Pero si se contempla la orientación del desarrollo global de estas sociedades en los últimos dos o tres siglos se comprueba que no sólo se han reducido los diferenciales de poder entre gobernantes y gobernados, sino también los existentes entre las diferentes capas de la sociedad. La dependencia respecto de sus campesinos de los terratenientes aristócratas en siglos pasados, o la dependencia de los oficiales respecto de los soldados profesionales, era considerablemente menor que la dependencia del empresario industrial respecto de sus obreros o que la del oficial de carrera respecto de los ciudadanos en uniforme legalmente obligados a entrar en quintas.

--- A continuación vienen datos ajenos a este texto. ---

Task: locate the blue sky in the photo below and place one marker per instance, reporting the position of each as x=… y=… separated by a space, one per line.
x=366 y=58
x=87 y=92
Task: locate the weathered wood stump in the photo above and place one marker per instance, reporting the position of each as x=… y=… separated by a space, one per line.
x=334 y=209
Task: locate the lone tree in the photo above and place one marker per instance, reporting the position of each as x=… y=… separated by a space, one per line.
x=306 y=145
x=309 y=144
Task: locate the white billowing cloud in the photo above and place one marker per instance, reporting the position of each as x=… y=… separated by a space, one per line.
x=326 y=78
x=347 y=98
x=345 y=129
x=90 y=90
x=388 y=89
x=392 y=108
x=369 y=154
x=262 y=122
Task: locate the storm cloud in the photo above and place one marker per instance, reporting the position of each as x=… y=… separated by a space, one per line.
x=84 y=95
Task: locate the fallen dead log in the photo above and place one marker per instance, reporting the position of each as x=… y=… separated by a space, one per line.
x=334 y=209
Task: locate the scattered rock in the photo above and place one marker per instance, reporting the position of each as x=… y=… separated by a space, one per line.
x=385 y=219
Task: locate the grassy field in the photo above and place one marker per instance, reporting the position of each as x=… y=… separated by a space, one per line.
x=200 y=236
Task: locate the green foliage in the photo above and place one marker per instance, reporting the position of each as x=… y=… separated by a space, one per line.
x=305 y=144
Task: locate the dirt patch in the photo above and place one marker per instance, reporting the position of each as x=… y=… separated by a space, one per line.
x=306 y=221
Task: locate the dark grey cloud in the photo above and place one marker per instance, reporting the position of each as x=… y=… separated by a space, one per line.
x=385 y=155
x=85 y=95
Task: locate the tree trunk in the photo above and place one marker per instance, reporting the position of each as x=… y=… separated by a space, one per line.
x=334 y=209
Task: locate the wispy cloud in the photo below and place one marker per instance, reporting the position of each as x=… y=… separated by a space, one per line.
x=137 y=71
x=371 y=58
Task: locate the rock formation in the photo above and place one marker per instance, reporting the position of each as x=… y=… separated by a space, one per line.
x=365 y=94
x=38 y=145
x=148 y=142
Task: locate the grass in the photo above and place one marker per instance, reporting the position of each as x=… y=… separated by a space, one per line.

Este incremento de los potenciales relativos de poder de la masa antaño mucho más impotente de la población en el curso del desarrollo social puede hacerse patente en difusas manifestaciones de insatisfacción y apatía, en amenazadoras agitaciones y actos de violencia, si los equilibrios institucionalizados de poder no se corresponden con los potenciales efectivos de poder de las capas más numerosas. Pueden expresarse en un específico comportamiento electoral o en huelgas, en manifestaciones de los partidos y de los movimientos de masas con sus diversos sistemas de creencias sociales, cuando se han desarrollado regulaciones institucionales de los contrastes de poder y métodos para la constante adaptación legal a relaciones cambiantes de poder —en todo caso, en el curso de la transformación global de las sociedades que solemos designar a través de aspectos parciales como «industrialización», se reducen paulatinamente los diferenciales de poder entre todos los grupos y capasen tanto estén integrados en el ciclo funcional en perpetuo cambio de estas sociedades. Esta restricción alude a que en el curso de esta creciente diferenciación social y la subsiguiente integración, determinados grupos sociales experimentan permanentemente limitaciones en su ámbito de funciones o aun pérdidas de funciones, con la consiguiente mengua de sus potenciales de poder, Pero el movimiento de conjunto es una transformación en el sentido de una reducción de todos los diferenciales de poder entre los diversos grupos, incluidos los existentes entre varones y mujeres y padres e hijos.
Es a esta tendencia a la que hace referencia el concepto de «democratización funcional». No es idéntica a un desarrollo en el sentido de la «democracia institucional». El concepto de democratización funcional se refiere a una modificación de la distribución social del poder que actualmente puede manifestarse en diferentes formas institucionales, es decir, por ejemplo, en sistemas unipartidistas no menos que en los pluripartidistas.